Der Musikstreaming-Marktführer Spotify zieht eine klare Grenze: Ab Mitte September 2026 werden Profile, die als KI-generierte Künstleridentitäten eingestuft werden, aus allen algorithmischen Empfehlungen verbannt. Das berichtet die tagesschau.de. Konkret bedeutet das: Die synthetischen Musiktitel bleiben zwar weiterhin in der Bibliothek auffindbar, tauchen aber nicht mehr in automatisch zusammengestellten Playlists oder Radiostreams auf. Nur wer dem KI-Profil explizit folgt oder gezielt danach sucht, kann die Songs noch hören.

Der Kampf gegen die Musikflut

Hintergrund der Maßnahme ist die explosionsartige Zunahme von KI-generierter Musik. Immer mehr Anbieter nutzen die mittlerweile kostengünstige Technologie, um in kurzer Zeit hunderte Tracks zu erzeugen, die sich kaum von menschlicher Musik unterscheiden lassen.

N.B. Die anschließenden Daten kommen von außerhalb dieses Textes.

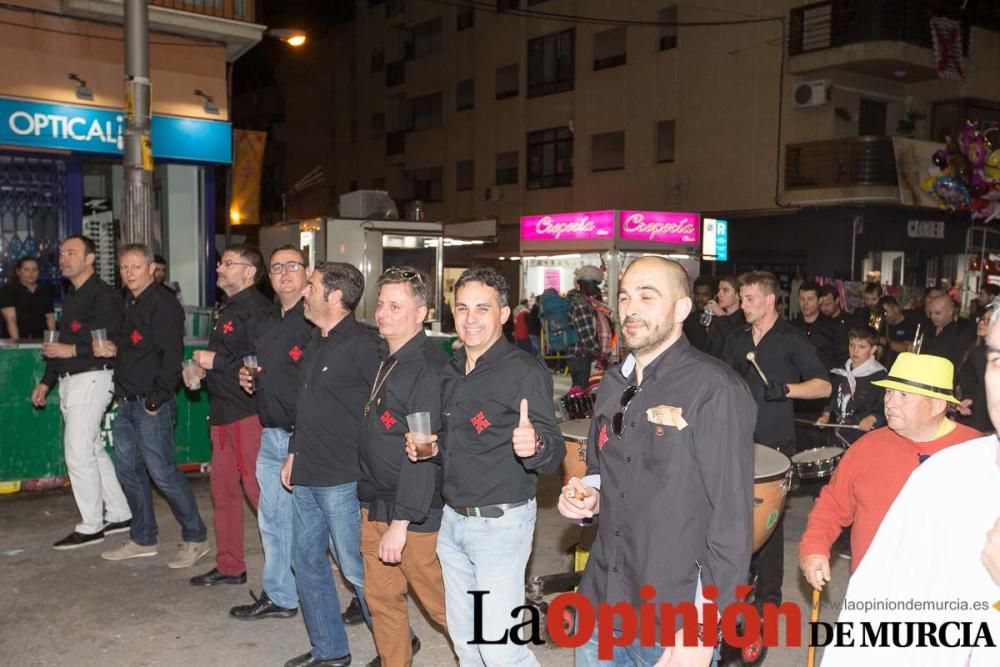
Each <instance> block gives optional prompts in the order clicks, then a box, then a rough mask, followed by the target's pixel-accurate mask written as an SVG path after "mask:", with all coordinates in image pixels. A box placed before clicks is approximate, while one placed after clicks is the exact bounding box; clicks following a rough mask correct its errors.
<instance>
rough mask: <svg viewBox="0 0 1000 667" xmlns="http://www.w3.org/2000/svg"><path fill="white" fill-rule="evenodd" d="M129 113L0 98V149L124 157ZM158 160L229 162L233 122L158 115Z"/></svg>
mask: <svg viewBox="0 0 1000 667" xmlns="http://www.w3.org/2000/svg"><path fill="white" fill-rule="evenodd" d="M124 133H125V114H124V112H122V111H117V110H113V109H99V108H96V107H84V106H74V105H68V104H50V103H47V102H28V101H25V100H15V99H8V98H0V145H7V146H24V147H27V148H47V149H58V150H68V151H77V152H81V153H103V154H109V155H121V153H122V149H123V147H124V141H125V136H124ZM150 135H151V138H152V143H153V156H154V157H155V158H160V159H176V160H189V161H191V162H216V163H223V164H228V163H229V162H230V161H231V159H232V129H231V126H230V124H229V123H223V122H219V121H208V120H199V119H195V118H175V117H173V116H153V119H152V125H151V128H150Z"/></svg>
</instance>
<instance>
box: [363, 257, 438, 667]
mask: <svg viewBox="0 0 1000 667" xmlns="http://www.w3.org/2000/svg"><path fill="white" fill-rule="evenodd" d="M429 298H430V290H429V288H428V285H427V280H426V278H424V276H423V275H422V274H421V273H419V272H418V271H416V270H415V269H413V268H412V267H409V266H404V267H398V268H390V269H388V270H386V271H385V272H384V273H383V274H382V276H381V277H380V278H379V280H378V302H377V304H376V308H375V321H376V322H377V323H378V330H379V333H380V334H382V336H383V338H384V339H385V340H384V342H383V343H382V346H381V349H380V350H379V371H378V372H377V373H376V374H375V377H374V378H373V380H372V391H371V394H370V395H369V397H368V411H367V412H368V414H367V416H366V419H365V430H364V438H363V440H362V443H361V472H362V474H363V475H364V477H363V479H362V480H361V481H360V482H359V483H358V497H359V498H360V500H361V556H362V558H363V559H364V562H365V599H366V601H367V602H368V606H369V608H370V609H371V614H372V632H373V634H374V635H375V648H377V649H378V653H379V657H380V658H381V664H384V665H409V664H411V662H412V660H413V653H415V650H416V649H418V648H419V646H420V644H419V643H417V642H415V641H414V640H412V639H411V638H410V636H409V634H408V627H409V618H408V614H407V602H406V592H407V588H408V587H409V588H410V589H411V590H412V591H413V593H414V594H415V595H416V597H417V599H418V600H420V604H421V606H423V608H424V609H425V610H426V611H427V614H428V615H429V616H430V617H431V619H433V620H434V621H435V622H437V623H438V624H440V625H441V626H442V627H446V626H447V623H446V620H445V608H444V582H443V581H442V579H441V564H440V563H439V562H438V558H437V553H436V549H437V536H438V529H439V528H440V527H441V514H442V508H443V507H444V500H443V499H442V498H441V481H442V477H441V467H440V465H438V463H436V462H431V461H420V462H416V463H411V462H410V461H407V460H406V446H405V445H406V433H407V431H408V430H409V429H408V422H407V415H412V414H414V413H419V412H427V413H429V414H430V427H431V432H432V433H433V432H437V431H439V430H440V426H441V372H442V370H443V369H444V366H445V364H447V363H448V357H447V356H446V355H445V354H444V352H443V351H442V350H441V347H440V346H439V345H437V344H436V343H434V342H433V340H432V339H431V338H428V337H427V336H426V335H424V327H423V323H424V320H425V319H426V318H427V301H428V299H429Z"/></svg>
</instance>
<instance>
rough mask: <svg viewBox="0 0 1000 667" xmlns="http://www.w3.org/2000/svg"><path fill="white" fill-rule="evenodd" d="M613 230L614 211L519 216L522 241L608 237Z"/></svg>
mask: <svg viewBox="0 0 1000 667" xmlns="http://www.w3.org/2000/svg"><path fill="white" fill-rule="evenodd" d="M614 231H615V212H614V211H583V212H580V213H555V214H552V215H528V216H524V217H522V218H521V240H522V241H556V240H559V239H577V240H578V239H610V238H611V237H612V235H613V234H614Z"/></svg>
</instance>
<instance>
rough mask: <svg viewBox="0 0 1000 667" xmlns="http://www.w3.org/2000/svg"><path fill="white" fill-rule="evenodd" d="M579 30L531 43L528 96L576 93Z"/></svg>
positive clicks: (529, 47) (566, 32) (562, 32)
mask: <svg viewBox="0 0 1000 667" xmlns="http://www.w3.org/2000/svg"><path fill="white" fill-rule="evenodd" d="M575 50H576V30H573V29H570V30H563V31H562V32H555V33H552V34H551V35H543V36H542V37H536V38H535V39H532V40H528V97H539V96H541V95H552V94H553V93H562V92H565V91H568V90H573V85H574V74H575V65H576V54H575Z"/></svg>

Diese Massenproduktion verwässert die Tantiemen, die an echte Musiker ausgeschüttet werden, und erschwert es den Algorithmen, qualitativ hochwertige Playlists zu kuratieren. Mit der neuen Regelung entzieht Spotify den KI-Künstlern die wichtigste Währung der Plattform: die Reichweite. Der Empfehlungsalgorithmus, der maßgeblich darüber entscheidet, welche Songs gehört werden, wird nun als Kontrollinstrument eingesetzt, um die Sichtbarkeit menschlicher Künstler zu schützen.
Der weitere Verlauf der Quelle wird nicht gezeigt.